Avoid products with alcohol

Those with curly tresses especially want to keep away from drying alcohols like isopropyl and ethyl alcohol, warns Kayganich. They can actually cause changes in your curl patterns.

Wear a Hat

An easy, but effective tip. If you’re already wearing one as a part of your skin’s suncare routine, then this is a win-win. Graciano loves incorporating hats into her hair-protecting wardrobe to keep strands hydrated and fresh. “While hair products can provide UV protection, it is even better to add the accessory of a hat adding a layer of protection.”

Image by Claire Huntsberger

Don’t over-process hair

Invest in a great stylist if you want to go lighter or dye your hair—it’s worth it to go to a professional who won’t over-process and damage your hair.
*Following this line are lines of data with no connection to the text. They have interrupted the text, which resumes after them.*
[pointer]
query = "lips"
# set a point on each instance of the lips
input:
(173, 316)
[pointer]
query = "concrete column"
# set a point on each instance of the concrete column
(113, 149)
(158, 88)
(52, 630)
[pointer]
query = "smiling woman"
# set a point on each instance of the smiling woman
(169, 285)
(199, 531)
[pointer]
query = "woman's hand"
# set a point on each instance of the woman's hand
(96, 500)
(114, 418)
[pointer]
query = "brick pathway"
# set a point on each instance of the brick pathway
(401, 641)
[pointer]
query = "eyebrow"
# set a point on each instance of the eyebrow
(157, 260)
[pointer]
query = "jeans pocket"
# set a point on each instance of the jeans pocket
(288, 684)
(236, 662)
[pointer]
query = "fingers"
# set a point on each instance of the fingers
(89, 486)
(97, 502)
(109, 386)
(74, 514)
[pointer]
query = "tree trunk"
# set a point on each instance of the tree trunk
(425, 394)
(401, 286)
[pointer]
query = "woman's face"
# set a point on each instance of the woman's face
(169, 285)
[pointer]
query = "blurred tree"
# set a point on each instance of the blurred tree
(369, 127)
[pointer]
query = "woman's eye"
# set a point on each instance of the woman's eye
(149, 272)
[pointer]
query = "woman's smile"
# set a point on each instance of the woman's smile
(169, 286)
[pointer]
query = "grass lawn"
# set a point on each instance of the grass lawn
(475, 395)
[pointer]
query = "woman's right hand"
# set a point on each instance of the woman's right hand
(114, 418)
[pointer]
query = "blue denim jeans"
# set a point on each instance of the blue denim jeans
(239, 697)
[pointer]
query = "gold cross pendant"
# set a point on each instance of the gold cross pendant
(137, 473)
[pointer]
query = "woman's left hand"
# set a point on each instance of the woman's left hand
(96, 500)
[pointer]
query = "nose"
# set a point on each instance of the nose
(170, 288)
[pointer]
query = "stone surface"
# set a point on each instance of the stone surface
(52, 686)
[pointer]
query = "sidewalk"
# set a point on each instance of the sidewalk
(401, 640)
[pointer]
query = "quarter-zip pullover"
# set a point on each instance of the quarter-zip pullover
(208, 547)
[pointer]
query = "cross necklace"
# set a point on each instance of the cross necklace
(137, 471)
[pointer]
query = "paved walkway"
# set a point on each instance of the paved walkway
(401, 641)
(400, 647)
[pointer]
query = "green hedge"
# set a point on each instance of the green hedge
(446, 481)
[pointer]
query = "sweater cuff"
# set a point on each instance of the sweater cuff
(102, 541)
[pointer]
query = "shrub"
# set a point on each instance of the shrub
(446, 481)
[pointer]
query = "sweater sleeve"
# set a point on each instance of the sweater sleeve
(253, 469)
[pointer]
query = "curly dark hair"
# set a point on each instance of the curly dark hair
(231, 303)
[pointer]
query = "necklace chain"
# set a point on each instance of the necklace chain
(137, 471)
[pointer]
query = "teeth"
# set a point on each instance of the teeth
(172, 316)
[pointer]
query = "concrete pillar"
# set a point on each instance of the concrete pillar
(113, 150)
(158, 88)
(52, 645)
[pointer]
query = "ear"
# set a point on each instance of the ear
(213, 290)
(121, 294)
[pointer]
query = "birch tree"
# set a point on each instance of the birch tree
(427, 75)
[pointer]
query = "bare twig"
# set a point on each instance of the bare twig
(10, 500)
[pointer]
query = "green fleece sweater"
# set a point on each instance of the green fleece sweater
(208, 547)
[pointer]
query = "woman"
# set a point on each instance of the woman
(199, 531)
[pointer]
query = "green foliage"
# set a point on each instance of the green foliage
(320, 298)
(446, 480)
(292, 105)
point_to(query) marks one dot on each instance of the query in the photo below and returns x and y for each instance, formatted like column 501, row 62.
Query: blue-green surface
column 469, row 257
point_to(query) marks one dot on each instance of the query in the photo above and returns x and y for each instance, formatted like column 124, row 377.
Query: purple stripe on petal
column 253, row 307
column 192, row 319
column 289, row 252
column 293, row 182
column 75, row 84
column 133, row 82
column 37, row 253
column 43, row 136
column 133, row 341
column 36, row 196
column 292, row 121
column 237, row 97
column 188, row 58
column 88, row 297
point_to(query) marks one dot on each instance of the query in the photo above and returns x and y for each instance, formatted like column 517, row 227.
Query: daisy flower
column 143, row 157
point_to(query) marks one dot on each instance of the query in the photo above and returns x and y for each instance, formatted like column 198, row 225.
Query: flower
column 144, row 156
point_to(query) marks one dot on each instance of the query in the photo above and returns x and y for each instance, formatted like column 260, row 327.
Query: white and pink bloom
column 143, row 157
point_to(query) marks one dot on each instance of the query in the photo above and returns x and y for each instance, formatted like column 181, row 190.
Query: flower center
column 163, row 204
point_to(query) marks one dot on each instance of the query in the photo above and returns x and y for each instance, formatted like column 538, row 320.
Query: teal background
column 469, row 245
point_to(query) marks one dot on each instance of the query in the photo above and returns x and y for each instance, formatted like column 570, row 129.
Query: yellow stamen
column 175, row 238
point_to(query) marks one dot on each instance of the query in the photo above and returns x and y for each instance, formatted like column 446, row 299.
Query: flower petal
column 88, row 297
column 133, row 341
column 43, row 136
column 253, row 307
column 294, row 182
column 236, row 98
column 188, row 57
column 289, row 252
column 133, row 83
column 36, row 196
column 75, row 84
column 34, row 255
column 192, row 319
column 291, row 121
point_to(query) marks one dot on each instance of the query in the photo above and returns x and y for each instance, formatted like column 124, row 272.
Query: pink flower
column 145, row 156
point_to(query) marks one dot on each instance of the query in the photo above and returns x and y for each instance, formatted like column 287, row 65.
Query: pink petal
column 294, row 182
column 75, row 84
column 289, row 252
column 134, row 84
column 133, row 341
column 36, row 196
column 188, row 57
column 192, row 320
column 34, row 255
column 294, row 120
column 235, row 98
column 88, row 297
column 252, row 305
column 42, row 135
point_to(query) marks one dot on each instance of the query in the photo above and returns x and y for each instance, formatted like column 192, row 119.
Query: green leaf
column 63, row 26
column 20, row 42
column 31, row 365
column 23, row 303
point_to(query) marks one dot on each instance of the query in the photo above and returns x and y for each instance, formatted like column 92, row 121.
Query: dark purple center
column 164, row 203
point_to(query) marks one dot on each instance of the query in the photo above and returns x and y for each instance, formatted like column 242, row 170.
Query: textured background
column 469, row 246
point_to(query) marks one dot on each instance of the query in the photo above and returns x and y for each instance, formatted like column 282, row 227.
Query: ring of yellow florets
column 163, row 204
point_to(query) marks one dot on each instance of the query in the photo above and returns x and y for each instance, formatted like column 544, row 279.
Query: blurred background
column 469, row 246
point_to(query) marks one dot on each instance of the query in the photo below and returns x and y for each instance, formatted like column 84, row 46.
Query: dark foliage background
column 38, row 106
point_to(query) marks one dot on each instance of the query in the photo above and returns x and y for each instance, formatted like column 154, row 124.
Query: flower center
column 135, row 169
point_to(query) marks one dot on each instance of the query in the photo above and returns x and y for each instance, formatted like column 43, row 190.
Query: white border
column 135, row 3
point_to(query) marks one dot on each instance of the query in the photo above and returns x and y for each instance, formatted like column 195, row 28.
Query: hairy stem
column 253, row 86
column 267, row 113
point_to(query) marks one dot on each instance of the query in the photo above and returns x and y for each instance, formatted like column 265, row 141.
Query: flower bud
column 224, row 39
Graciano adds a word of caution: go easy on the hair lightening. “For those persistent to get blonde, take it slow and through a few appointments rather than an 8 hr+ appointment in one day.” She notes that the chemicals used in these treatments dehydrate hair, creating an “escape route for your hair’s moisture.”

Avoid heat styling

We all know that excess heat styling dries your hair out, but if you can’t get around it, Kayganich recommends investing in a good hairdryer and heat protectant.

wet hair thoroughly before adding styling product

If you’re rocking waves, curls, or coils, Kayganich recommends making sure that the hair is saturated with water before you begin adding styling products. In her opinion, water is the best thing you can add to curly and wavy hair since it’s where they get their moisture.

Image by Teal Thomsen

Avoid silicones

Kayganich explains that since silicones aren’t water-soluble, they merely create the illusion of shiny, healthy hair. They actually coat the hair and have to be removed with sulfates, which, you guessed it, dries out hair.

Cut back on washes

By now we know that most people (regardless of hair type) should not be washing their hair every day. Kayganich stresses that those who struggle with dry hair should really only wash it once a week, twice max. Sully suggests rinsing the hair or co-washing in between your wash days for a refresh that won’t strip your hair of its natural oils.

Add a Leave-In Conditioner To Your Routine

“These products are true heroes in balancing your hair’s pH and ensuring you have a light protective cast of hydration penetrating your strands throughout the day,” says Graciano.